I arrived at the Social Security office at 9:32am thanks in part to Mr. Scott
(Thank you so much for helping me)
My lovely self forgot to actually turn the alarm on even though I set it for the correct time.
I didn't even take drugs last night.
Yes and it took forever and a day to actually fall asleep.
Then it happened...
I cried for the second time at the Social Security office.
"Marriage ended by death on 8/28/2008"
I know I said the vows "Death do us part" but today it was for real.
Death did end our marriage.
Death did part us.
It just feels like I didn't have a choice in the matter.
People who get divorced have a choice.
I hate not having choices.
I loved being married.
I keep remembering the picture of us lighting our unity candle.
The symbol of us becoming one.
Am I half now?
Every day I debate putting it upstairs in the closet with the rest of the "wedding" related memorblia.
Right now it haunts me but yet it comforts me to see the candles unlit sitting in the cute niche that made us buy this house. "This niche is perfect for your wedding picture."
I also learned last week that per the IRS terms I was never married.
Unless of course I get married between now & December 31, 2008 which I do not foresee happening.

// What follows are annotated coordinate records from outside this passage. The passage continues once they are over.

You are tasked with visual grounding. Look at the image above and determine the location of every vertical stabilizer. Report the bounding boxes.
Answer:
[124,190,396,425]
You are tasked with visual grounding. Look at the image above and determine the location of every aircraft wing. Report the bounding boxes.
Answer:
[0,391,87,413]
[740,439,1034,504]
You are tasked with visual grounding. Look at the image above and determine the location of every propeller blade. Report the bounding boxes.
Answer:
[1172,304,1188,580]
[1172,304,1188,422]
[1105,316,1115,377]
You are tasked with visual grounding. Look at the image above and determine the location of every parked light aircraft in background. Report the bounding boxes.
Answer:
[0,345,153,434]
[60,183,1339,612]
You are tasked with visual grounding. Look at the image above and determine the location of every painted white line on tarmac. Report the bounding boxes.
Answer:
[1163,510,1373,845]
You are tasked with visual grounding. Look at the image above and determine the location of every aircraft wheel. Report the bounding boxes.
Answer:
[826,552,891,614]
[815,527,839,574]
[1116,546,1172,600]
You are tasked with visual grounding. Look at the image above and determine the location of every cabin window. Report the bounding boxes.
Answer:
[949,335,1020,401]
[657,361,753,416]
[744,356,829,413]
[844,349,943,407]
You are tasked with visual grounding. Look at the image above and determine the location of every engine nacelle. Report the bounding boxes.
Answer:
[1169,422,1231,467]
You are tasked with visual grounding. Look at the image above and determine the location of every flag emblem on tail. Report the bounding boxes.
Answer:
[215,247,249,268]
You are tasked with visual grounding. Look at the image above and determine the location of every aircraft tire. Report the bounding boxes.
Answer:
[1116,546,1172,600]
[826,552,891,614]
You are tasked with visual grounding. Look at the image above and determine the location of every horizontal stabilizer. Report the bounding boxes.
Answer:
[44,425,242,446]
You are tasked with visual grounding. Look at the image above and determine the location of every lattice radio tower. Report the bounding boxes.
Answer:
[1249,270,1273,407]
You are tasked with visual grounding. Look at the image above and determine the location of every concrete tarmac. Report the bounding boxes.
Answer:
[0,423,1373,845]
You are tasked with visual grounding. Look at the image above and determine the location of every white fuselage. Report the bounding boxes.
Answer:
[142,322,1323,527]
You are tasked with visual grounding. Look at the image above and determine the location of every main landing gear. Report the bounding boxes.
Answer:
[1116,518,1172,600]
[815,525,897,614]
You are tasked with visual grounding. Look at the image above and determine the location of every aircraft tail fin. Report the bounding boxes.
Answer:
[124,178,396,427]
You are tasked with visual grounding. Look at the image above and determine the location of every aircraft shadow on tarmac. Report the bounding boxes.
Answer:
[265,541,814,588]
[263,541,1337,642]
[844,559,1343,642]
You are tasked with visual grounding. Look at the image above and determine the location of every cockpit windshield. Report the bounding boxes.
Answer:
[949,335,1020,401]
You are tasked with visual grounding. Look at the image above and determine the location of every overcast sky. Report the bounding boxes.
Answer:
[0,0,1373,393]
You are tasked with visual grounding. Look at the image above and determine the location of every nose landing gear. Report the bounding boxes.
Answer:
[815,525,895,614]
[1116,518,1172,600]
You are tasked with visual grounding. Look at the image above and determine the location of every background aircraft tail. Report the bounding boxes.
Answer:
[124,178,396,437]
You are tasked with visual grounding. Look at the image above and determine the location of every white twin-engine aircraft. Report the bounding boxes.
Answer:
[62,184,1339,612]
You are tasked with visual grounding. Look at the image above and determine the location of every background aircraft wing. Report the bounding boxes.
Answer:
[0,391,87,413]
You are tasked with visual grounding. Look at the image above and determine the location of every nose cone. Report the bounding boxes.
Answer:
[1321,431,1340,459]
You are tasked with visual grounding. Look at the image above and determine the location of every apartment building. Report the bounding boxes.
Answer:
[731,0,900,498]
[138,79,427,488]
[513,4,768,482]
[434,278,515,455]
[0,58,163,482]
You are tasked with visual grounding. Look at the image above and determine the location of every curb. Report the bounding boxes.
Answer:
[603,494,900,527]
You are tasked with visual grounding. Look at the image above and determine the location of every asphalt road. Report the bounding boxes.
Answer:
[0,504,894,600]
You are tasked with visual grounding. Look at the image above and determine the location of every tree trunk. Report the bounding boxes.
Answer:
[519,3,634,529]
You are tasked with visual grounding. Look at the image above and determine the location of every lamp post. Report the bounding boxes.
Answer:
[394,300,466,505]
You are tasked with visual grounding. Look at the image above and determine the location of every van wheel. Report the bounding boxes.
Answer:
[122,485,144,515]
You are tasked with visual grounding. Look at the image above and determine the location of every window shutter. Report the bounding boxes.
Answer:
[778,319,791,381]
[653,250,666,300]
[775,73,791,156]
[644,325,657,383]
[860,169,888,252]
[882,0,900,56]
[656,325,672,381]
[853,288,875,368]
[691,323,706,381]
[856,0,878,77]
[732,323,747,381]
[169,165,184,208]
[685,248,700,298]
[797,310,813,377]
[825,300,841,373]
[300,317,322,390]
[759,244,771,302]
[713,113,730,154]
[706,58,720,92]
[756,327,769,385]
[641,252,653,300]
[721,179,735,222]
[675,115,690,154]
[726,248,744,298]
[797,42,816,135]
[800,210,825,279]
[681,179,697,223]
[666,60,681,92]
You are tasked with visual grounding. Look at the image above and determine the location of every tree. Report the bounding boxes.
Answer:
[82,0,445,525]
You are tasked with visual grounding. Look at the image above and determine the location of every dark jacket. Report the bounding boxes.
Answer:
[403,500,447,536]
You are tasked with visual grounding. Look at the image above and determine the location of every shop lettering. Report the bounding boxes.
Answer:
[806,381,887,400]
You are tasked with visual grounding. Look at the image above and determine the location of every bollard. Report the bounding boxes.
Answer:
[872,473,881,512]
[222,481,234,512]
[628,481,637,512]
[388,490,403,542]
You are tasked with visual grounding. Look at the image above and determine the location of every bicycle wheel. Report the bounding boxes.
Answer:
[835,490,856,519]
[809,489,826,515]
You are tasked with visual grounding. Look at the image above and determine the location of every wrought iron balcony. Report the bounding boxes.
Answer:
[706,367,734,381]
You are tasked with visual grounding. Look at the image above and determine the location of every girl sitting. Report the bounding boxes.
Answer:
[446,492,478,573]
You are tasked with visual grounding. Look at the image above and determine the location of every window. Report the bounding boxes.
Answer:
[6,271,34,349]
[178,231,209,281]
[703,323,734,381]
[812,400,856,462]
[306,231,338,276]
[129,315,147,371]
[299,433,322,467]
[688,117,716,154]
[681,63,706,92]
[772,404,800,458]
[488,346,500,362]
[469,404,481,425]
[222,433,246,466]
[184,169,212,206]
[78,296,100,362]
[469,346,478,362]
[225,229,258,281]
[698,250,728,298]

It kinda makes me feel like it was just a figment of my imagination.
It was all a dream.
So I sit here on my anniversary.
Gently rubbing Roger's wedding band between my thumb and forefinger.
I love the smoothness of the metal.
It reminds me of the first time holding his hand when he had it on.
It felt so odd to have this metal thing on his finger interlaced with mine.
It wasn't a dream. It was the best time of my life.